He stopped and waited for 2 hours for the stars to appear. He gathered all his will and looked into the face of fear. As soon as the stars appeared in the sky, Stanislav continued to swim. He studied the map of the starry sky quite well. The main shock of the fugitive was in the morning. At dawn, peering into the distance, he did not see any island. He did not yet know that in total he would have to spend two days and three nights in the ocean without food, water and without sleep. And only by a miracle on this sea ​​route he was able to survive. By the evening of the first day of sailing, the fugitive already clearly saw the land. Long workouts in the yoga system made themselves felt.

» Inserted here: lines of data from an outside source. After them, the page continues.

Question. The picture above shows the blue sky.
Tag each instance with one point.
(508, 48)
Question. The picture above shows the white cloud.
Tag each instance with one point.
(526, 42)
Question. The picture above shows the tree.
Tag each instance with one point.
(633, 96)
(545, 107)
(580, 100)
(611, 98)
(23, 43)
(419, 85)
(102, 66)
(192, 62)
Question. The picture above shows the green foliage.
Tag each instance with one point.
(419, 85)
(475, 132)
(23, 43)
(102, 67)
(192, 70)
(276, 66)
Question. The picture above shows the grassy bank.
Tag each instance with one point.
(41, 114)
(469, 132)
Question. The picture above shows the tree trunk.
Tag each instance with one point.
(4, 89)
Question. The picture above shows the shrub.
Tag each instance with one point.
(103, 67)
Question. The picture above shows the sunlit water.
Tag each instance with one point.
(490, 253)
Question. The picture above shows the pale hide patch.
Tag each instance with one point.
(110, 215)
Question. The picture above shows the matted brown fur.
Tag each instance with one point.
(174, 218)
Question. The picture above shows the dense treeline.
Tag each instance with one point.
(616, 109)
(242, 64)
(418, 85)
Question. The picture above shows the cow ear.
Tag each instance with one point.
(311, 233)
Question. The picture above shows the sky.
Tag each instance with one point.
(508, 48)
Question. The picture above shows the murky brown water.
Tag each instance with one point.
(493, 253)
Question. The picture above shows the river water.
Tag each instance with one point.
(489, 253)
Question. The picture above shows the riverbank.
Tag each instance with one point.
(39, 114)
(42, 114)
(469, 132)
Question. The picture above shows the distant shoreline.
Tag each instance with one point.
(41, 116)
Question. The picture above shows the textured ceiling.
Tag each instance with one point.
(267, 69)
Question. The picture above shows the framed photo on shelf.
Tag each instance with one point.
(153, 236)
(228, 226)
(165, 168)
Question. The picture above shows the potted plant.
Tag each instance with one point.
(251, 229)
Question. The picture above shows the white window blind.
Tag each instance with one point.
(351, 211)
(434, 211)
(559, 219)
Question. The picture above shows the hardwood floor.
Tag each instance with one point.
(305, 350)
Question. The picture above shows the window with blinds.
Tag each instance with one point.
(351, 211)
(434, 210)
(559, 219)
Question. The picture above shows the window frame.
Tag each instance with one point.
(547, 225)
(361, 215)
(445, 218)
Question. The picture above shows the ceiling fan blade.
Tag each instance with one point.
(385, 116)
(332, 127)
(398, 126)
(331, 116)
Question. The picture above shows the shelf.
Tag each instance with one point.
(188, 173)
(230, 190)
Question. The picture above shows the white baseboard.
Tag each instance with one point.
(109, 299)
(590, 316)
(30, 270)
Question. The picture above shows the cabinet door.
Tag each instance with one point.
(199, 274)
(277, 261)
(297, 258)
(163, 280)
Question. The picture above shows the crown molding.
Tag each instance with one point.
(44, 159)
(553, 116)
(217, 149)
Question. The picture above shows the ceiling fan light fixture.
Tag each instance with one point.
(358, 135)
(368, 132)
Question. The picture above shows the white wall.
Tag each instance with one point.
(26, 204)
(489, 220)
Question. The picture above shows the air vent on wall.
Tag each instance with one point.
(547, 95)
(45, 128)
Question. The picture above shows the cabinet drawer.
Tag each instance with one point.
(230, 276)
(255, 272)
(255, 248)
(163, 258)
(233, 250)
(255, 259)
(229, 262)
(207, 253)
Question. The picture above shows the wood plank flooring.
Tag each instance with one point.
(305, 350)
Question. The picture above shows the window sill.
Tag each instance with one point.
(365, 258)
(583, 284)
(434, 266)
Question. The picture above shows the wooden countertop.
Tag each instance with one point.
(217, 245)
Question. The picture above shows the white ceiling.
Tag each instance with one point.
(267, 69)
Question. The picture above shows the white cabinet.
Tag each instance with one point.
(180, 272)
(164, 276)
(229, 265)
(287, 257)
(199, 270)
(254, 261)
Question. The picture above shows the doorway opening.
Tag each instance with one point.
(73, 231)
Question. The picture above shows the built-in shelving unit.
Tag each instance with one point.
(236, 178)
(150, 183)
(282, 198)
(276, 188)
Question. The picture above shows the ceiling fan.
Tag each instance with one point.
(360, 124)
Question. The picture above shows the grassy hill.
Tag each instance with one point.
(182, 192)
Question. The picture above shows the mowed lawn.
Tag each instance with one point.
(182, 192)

Stanislav Kurilov yoga class - home photo

After a day spent in the water, Slava felt great. He was not tormented by hunger or thirst. He was ready for it, he had the experience of fasting for 36 days. He could go without water for two weeks. But the most difficult thing during the voyage was to do without sleep. Directly below it was the 10-kilometer Philippine Trench, one of the deepest in the world's oceans. This experienced swimmer did not frighten at all. Even more surprisingly, he was not embarrassed by the sharks that swarm these waters. He knew how to deal with them. Being in the ocean, he felt so in his element that he even enjoyed the view of a magnificent sunset. But the second day of the voyage came, and suddenly the fugitive discovers that he is moving away from the island, and not approaching it. He is carried to the south by the current, which he no longer has the strength to fight. At the end of the second day, Kurilov swam, obeying only the survival instinct. The earth has long been out of sight. The ocean was all around. The swimmer's mind turned off from time to time, hallucinations appeared. Kurilov later learns that the current, which prevented him from approaching the island, will wash him ashore in a few hours.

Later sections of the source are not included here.